Les blockchains de preuve d'enjeu pourraient être davantage exposées aux futures attaques informatiques quantiques, car les signatures des validateurs utilisées pour sécuriser ces réseaux reposent sur une cryptographie qu'un ordinateur quantique suffisamment puissant pourrait finir par briser, selon un rapport publié par la plateforme d'échange de cryptomonnaies Coinbase.
Publié mardi par le Comité consultatif indépendant de Coinbase sur l'informatique quantique et la blockchain, le rapport examine comment les avancées en informatique quantique pourraient affecter la sécurité des actifs numériques.
« Le bon moment pour se préparer à une transition cryptographique est avant qu'elle ne devienne urgente », a déclaré un porte-parole du Comité consultatif de Coinbase à Decrypt. « Notre point de vue est que les actifs des clients sont en sécurité aujourd'hui, mais l'industrie ne devrait pas confondre 'non imminent' avec 'non important'. »
Les réseaux de preuve d'enjeu comme Ethereum et Solana s'appuient sur des signatures cryptographiques — des signatures BLS pour les validateurs Ethereum et des signatures Ed25519 pour les validateurs et les utilisateurs Solana — pour aider le réseau à s'accorder sur les blocs et à maintenir le consensus.
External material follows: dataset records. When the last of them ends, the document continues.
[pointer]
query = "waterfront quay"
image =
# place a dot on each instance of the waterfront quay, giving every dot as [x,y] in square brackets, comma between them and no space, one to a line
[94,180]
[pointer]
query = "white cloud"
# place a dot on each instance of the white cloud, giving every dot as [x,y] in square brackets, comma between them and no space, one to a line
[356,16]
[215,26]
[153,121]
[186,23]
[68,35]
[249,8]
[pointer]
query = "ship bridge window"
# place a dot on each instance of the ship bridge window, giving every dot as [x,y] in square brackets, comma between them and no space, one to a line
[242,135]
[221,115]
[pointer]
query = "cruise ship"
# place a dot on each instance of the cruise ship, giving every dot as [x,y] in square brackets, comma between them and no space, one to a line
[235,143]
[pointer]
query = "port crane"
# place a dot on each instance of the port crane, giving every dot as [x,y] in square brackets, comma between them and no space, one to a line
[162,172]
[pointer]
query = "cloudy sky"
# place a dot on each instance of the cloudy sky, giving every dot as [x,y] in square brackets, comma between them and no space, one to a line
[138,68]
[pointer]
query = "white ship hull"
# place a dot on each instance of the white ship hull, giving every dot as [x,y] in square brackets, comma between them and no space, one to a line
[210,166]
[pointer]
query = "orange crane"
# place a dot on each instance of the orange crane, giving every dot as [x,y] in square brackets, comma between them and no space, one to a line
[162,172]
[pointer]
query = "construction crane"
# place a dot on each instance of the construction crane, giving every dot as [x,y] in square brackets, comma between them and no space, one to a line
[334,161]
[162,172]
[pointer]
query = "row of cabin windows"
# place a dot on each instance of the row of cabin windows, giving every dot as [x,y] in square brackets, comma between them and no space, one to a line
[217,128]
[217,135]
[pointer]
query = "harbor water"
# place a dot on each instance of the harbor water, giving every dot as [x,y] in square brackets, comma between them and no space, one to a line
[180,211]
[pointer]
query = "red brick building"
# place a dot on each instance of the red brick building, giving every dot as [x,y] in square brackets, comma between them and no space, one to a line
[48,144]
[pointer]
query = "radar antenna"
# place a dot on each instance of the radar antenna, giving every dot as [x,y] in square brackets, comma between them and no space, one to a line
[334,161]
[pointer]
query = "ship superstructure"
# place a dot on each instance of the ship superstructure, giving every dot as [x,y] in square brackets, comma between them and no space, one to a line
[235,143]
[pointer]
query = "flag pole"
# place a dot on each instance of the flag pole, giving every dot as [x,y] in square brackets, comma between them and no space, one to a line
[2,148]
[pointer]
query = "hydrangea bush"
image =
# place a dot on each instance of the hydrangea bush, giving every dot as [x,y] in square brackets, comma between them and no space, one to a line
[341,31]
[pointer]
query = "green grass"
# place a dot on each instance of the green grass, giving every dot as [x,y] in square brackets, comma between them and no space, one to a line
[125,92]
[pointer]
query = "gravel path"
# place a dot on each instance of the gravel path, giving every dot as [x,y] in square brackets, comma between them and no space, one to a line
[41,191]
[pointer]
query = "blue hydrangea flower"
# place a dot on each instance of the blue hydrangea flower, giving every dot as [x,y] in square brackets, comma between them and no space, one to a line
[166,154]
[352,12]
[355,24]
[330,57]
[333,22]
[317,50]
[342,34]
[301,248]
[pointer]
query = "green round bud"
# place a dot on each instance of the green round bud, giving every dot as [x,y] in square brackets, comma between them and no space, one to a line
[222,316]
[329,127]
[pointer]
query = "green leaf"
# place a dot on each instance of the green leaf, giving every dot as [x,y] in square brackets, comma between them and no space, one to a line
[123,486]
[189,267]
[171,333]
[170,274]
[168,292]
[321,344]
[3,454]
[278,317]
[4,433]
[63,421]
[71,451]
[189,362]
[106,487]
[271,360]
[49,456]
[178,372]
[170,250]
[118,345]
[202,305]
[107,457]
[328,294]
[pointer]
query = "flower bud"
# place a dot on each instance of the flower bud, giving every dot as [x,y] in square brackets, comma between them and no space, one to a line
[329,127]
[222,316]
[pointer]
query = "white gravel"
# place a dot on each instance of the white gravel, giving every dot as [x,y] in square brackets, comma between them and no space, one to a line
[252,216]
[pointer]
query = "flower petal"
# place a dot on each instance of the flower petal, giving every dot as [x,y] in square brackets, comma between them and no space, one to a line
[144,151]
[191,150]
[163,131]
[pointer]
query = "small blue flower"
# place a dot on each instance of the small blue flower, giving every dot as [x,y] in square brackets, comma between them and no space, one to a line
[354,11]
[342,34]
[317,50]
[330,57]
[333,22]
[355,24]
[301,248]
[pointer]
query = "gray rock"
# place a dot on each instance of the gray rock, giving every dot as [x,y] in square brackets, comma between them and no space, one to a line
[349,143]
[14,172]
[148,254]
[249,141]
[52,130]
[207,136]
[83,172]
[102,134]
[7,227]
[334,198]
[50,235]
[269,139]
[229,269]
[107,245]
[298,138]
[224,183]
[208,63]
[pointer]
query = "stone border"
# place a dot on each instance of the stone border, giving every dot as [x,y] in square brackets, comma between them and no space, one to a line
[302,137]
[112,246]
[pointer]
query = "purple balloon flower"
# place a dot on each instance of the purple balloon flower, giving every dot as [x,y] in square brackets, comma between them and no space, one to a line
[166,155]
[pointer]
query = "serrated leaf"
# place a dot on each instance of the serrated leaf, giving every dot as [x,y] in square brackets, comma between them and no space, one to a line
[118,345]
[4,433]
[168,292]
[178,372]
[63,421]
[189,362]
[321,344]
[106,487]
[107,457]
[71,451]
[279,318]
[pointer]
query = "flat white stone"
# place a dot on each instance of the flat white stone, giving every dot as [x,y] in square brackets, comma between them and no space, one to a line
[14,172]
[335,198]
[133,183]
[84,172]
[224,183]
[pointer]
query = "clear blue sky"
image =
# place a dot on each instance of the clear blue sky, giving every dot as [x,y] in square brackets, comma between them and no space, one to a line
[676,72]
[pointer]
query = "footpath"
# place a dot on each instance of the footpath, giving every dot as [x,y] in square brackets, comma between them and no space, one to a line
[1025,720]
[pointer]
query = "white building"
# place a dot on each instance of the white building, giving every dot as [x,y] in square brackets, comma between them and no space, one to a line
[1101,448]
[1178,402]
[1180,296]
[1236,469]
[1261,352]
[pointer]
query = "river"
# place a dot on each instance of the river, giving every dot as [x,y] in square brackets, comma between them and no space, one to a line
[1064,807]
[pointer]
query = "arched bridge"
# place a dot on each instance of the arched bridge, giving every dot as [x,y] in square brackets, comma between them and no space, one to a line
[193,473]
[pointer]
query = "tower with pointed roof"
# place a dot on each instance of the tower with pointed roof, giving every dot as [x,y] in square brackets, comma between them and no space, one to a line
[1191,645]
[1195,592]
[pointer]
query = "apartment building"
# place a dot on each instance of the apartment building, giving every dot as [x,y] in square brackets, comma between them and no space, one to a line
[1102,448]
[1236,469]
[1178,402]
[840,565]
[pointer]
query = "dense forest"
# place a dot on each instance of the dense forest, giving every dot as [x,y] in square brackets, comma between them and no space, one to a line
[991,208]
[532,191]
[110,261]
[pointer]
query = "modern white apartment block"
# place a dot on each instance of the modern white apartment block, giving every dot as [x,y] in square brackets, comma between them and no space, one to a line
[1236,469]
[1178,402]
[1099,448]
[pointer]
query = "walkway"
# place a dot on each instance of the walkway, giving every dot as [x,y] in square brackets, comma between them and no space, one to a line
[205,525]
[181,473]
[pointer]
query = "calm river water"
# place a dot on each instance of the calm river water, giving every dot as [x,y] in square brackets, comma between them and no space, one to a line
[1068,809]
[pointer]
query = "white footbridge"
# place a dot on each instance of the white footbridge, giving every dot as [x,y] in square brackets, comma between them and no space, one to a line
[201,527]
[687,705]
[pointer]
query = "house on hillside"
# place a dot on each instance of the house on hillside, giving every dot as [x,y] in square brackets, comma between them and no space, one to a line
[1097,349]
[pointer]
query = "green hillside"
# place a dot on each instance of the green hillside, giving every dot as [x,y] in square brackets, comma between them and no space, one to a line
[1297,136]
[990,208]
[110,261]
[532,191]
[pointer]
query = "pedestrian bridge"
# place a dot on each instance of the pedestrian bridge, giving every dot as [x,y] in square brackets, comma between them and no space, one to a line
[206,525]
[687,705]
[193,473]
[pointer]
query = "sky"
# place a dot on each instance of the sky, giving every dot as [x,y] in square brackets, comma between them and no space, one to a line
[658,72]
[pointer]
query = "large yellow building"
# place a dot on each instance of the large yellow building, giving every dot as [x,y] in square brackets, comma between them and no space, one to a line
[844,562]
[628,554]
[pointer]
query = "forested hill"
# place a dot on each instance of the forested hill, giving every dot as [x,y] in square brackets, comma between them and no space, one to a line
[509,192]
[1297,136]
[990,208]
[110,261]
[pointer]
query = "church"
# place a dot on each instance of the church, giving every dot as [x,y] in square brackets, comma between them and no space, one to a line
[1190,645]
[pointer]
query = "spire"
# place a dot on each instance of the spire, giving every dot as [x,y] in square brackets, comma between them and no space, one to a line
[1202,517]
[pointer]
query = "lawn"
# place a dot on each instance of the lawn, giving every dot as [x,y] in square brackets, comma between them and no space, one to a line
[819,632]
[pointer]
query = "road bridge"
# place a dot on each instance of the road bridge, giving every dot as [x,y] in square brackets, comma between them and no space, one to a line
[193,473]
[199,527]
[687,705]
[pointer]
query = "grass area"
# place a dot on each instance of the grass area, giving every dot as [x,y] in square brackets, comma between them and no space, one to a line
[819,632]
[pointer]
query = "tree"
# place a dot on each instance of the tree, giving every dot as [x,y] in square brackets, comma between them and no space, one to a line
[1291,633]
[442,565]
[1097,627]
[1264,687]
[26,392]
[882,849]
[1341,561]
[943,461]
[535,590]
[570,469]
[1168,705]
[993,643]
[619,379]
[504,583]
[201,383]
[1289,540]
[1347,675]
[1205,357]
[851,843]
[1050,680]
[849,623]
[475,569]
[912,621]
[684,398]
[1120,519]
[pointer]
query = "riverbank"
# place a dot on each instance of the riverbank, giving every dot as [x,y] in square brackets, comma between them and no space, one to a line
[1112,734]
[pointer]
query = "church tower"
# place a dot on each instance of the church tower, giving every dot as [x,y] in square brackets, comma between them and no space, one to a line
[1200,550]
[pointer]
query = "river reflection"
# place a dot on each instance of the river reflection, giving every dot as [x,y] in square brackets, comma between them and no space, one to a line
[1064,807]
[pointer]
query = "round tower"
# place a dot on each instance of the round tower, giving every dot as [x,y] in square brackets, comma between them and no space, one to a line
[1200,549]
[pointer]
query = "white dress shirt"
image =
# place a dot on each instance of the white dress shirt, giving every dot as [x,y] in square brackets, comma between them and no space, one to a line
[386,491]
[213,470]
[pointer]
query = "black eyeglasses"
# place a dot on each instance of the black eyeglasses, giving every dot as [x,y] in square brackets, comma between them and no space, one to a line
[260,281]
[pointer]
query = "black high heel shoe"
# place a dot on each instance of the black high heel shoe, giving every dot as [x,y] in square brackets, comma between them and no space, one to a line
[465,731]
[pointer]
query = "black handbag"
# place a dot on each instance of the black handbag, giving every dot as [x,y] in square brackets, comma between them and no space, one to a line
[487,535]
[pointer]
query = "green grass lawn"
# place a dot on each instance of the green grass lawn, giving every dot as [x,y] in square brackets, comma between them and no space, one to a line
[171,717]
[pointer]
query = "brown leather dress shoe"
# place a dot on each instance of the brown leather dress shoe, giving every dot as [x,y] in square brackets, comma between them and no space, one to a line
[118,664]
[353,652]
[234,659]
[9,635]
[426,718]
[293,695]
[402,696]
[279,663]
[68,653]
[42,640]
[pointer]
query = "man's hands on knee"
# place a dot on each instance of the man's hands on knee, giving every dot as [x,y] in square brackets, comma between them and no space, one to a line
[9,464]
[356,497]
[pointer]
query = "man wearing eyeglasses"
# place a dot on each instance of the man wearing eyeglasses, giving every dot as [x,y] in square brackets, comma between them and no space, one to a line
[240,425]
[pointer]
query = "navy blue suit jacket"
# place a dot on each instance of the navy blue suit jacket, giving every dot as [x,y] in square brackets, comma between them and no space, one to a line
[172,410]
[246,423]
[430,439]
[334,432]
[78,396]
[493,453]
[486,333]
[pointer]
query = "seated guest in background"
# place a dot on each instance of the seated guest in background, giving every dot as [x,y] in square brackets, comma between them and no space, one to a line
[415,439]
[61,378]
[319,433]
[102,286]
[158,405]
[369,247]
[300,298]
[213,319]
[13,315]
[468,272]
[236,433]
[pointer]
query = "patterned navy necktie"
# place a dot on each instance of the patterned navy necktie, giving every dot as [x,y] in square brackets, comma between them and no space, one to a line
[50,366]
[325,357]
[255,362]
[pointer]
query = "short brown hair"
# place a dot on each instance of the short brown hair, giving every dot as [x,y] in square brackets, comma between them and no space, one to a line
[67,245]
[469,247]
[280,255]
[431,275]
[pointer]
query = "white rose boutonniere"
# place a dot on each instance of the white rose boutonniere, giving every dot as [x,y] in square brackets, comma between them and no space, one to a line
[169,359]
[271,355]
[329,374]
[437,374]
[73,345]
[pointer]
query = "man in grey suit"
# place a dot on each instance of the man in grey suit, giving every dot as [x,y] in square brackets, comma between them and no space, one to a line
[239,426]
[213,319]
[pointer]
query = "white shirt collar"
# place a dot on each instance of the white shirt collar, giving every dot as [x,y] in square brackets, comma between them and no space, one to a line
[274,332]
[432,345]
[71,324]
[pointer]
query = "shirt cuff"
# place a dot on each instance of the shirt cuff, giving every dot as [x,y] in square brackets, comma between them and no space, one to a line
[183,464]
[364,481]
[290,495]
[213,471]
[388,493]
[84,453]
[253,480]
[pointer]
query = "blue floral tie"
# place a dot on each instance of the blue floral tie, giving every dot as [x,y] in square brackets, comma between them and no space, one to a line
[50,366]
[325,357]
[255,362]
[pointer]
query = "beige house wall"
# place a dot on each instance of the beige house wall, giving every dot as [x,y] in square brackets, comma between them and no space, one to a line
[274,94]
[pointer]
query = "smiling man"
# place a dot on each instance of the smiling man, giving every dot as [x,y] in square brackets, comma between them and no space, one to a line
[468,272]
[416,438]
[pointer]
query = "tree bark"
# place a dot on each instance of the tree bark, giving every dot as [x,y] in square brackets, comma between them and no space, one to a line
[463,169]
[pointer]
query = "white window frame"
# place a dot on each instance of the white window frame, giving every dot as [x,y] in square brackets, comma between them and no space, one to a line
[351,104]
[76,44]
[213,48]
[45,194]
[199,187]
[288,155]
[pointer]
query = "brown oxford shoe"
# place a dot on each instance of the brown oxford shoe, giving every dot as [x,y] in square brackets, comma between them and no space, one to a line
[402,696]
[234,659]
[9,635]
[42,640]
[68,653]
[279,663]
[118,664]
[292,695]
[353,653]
« Les chaînes de preuve d'enjeu sont exposées au niveau des schémas de signature que les validateurs utilisent pour sécuriser le réseau », a déclaré le comité consultatif. « Cela signifie que le défi pour la preuve d'enjeu ne se limite pas à la mise à niveau des portefeuilles ; des parties du mécanisme de consensus central lui-même pourraient devoir être repensées. »
Le rapport a souligné les travaux récents des développeurs d'Ethereum, y compris une proposition du co-fondateur Vitalik Buterin en février visant à remplacer les signatures de validateur BLS, les engagements KZG et les signatures de portefeuille ECDSA par des alternatives résistantes aux attaques quantiques.
Lancé en janvier, le Comité consultatif indépendant de Coinbase sur l'informatique quantique et la blockchain rassemble des experts universitaires et industriels pour étudier comment les avancées en informatique quantique pourraient affecter la sécurité de la blockchain et pour esquisser des solutions à long terme. Le conseil comprend des chercheurs de l'Université de Stanford, de l'Université du Texas à Austin, de la Fondation Ethereum, d'Eigen Labs, de l'Université Bar-Ilan et de l'Université de Californie, Santa Barbara.
Le conseil a également identifié les signatures numériques utilisées par les portefeuilles crypto comme une autre vulnérabilité majeure à long terme. Ces signatures prouvent la propriété de la cryptomonnaie et autorisent les transactions. Si elles sont brisées, des attaquants pourraient se faire passer pour les propriétaires de portefeuilles et déplacer leurs fonds. Les portefeuilles dont les clés publiques sont visibles sur la chaîne sont considérés comme les plus exposés. Le rapport estime qu'environ 6,9 millions de Bitcoins entrent dans cette catégorie.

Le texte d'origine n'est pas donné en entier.